Prof. Dr. Andreas Barckow
Tz. 63
Stand: EL 37 – ET: 2/2019
Finanzielle Garantieverträge, kurz Finanzgarantien, werden als Verträge definiert, die den Garantiegeber verpflichten, eine bestimmte Zahlung zu leisten, um den Garantienehmer für einen Verlust zu entschädigen, den dieser erlitten hat, weil ein bestimmter Schuldner seiner im zugrunde liegenden Schuldinstrument festgelegten Zahlungspflicht bei Fälligkeit der Zahlung nicht nachkommt (vgl. IFRS 9 Appendix A). Finanzgarantien können rechtlich verschiedene Ausgestaltungen annehmen, genannt seien stellvertretend Akkreditive (Letter of Credit), Delkredereversicherungen sowie Credit-Default-Produkte (vgl. IFRS 9.B2.5 iVm. BCZ2.9(a); s. a. Burkhardt/Weis, IRZ 2007, S. 37ff.). Wie bereits im Abschnitt zum Anwendungsbereich ausgeführt, weisen Finanzgarantien Ähnlichkeiten zu Versicherungsverträgen und Derivaten auf (vgl. Tz. 15): Die Ähnlichkeit zu Versicherungsverträgen ergibt sich durch den gewährten Schutz gegen ein spezifisches Risiko und die wirtschaftliche Kompensation für einen erlittenen Schaden, jene zu Derivaten durch die Abhängigkeit von einem Risiko, dem geringen Kapitaleinsatz oder den Zukunftsbezug. Der IASB hatte im Jahr 2005für den Vorgängerstandard IAS 39 eine wortgleich in IFRS 9 übernommene Regeländerung bewirkt, wonach Finanzgarantien dem Grunde nach in den Anwendungsbereich des Finanzinstrumentestandards fallen (vgl. zur Entwicklung IFRS 9.BCZ2.10ff.), es sei denn,
- ein Unternehmen hat derartige Garantien schon immer als Versicherungsverträge angesehen und bilanziell entsprechend behandelt; oder
- das der Garantie zugrunde liegende Ereignis erfordert nicht den Eintritt eines Schadens, sondern führt bereits bei Bonitätsveränderungen zu Ausgleichszahlungen (sog. Credit-Spread-Produkte, die als Derivat zu bilanzieren sind).

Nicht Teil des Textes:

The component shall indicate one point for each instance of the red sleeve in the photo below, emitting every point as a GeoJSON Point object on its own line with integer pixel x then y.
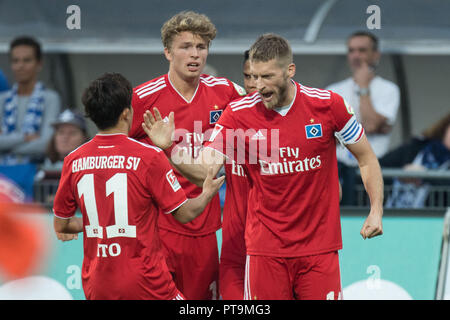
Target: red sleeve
{"type": "Point", "coordinates": [164, 185]}
{"type": "Point", "coordinates": [348, 129]}
{"type": "Point", "coordinates": [223, 136]}
{"type": "Point", "coordinates": [64, 204]}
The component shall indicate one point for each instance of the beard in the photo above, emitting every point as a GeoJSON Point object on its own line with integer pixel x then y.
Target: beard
{"type": "Point", "coordinates": [278, 97]}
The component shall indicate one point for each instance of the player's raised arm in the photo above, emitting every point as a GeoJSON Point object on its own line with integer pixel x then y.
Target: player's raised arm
{"type": "Point", "coordinates": [161, 133]}
{"type": "Point", "coordinates": [373, 183]}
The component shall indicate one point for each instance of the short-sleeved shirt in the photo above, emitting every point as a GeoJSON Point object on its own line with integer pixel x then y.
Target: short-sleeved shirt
{"type": "Point", "coordinates": [290, 161]}
{"type": "Point", "coordinates": [194, 121]}
{"type": "Point", "coordinates": [119, 185]}
{"type": "Point", "coordinates": [385, 98]}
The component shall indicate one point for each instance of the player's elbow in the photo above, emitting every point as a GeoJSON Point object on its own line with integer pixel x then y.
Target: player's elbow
{"type": "Point", "coordinates": [184, 214]}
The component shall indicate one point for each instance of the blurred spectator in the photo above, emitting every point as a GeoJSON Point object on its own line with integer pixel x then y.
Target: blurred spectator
{"type": "Point", "coordinates": [70, 133]}
{"type": "Point", "coordinates": [28, 108]}
{"type": "Point", "coordinates": [374, 100]}
{"type": "Point", "coordinates": [431, 152]}
{"type": "Point", "coordinates": [4, 85]}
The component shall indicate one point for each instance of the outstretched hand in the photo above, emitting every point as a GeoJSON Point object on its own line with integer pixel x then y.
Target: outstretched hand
{"type": "Point", "coordinates": [372, 227]}
{"type": "Point", "coordinates": [159, 130]}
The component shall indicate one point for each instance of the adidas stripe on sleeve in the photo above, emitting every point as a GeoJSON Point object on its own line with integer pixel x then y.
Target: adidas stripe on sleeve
{"type": "Point", "coordinates": [351, 132]}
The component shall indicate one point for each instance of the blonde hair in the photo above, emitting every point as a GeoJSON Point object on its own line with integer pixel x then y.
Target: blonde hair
{"type": "Point", "coordinates": [271, 46]}
{"type": "Point", "coordinates": [198, 24]}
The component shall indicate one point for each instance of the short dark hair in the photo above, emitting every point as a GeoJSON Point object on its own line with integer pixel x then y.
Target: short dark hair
{"type": "Point", "coordinates": [27, 41]}
{"type": "Point", "coordinates": [246, 55]}
{"type": "Point", "coordinates": [363, 33]}
{"type": "Point", "coordinates": [106, 98]}
{"type": "Point", "coordinates": [271, 46]}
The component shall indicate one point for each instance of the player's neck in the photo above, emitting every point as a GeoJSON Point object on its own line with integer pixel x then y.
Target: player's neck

Für den Garantienehmer sind weder die Vorschriften in IFRS 9 noch in IFRS 4 relevant, so dass er Garantien gem. IAS 37 zu bilanzieren hat. Ein Ansatz als Eventualforderung erfolgt danach lediglich, wenn die Inanspruchnahme so gut wie sicher ist (virtually certain).
Tz. 64
Stand: EL 37 – ET: 2/2019
Eine Finanzgarantie setzt der Definition zufolge das Vorhandensein und die Kompensation eines Verlusts (loss) voraus. Es stellt sich die Frage, ob der Ausdruck im wirtschaftlichen oder bilanziellen Sinne gemeint ist. Die Frage ist insofern bedeutsam, weil wirtschaftlich erlittene Verluste zwar irgendwann auch bilanziell ihren Niederschlag finden werden, die Zeitpunkte sich aber unterscheiden können – wirtschaftliche Verluste werden uU später erfasst als sie eintreten, so dass Zahlungen unter einer Garantie ggf. bereits zu bilanzieren sind, bevor ein bilanzieller Verlust ausgewiesen wird. Ein Blick in das Rahmenkonzept, wo der Begriff im Regelwerk definiert wird, hilft hier weiter: "Losses represent other items that meet the definition of expenses and may, or may not, arise in the course of the ordinary activities of the entity. Losses represent decreases in economic benefits and as such no different in nature from other expenses. Hence, they are not regarded as a separate element in this Conceptual Framework." (F.4.34). In diesem Absatz wird der Terminus eindeutig im bilanziellen Sinne verwendet, was die Bezugnahme auf die Aufwendungen (expenses), die Abnahme wirtschaftlichen Nutzens (decreases in economic benefits) sowie den eigenständigen Abschlussposten (separate element) belegt. In der folgenden Textziffer heißt es dann aber: "Losses include, for example, those resulting from disasters such as fire and flood, as well as those arising on the disposal of non-current assets." (F.4.35). Auch wenn sich hier infolge der Bezugnahme auf wirtschaftlich entstandene Schäden nicht mehr eindeutig feststellen lässt, ob der IASB wirtschaftliche oder bilanzielle Verluste meint, spricht insbesondere unter Hinzuziehung der vorherigen Textziffer mehr dafür, dass es dem IASB letztlich um bilanzielle Verluste geht.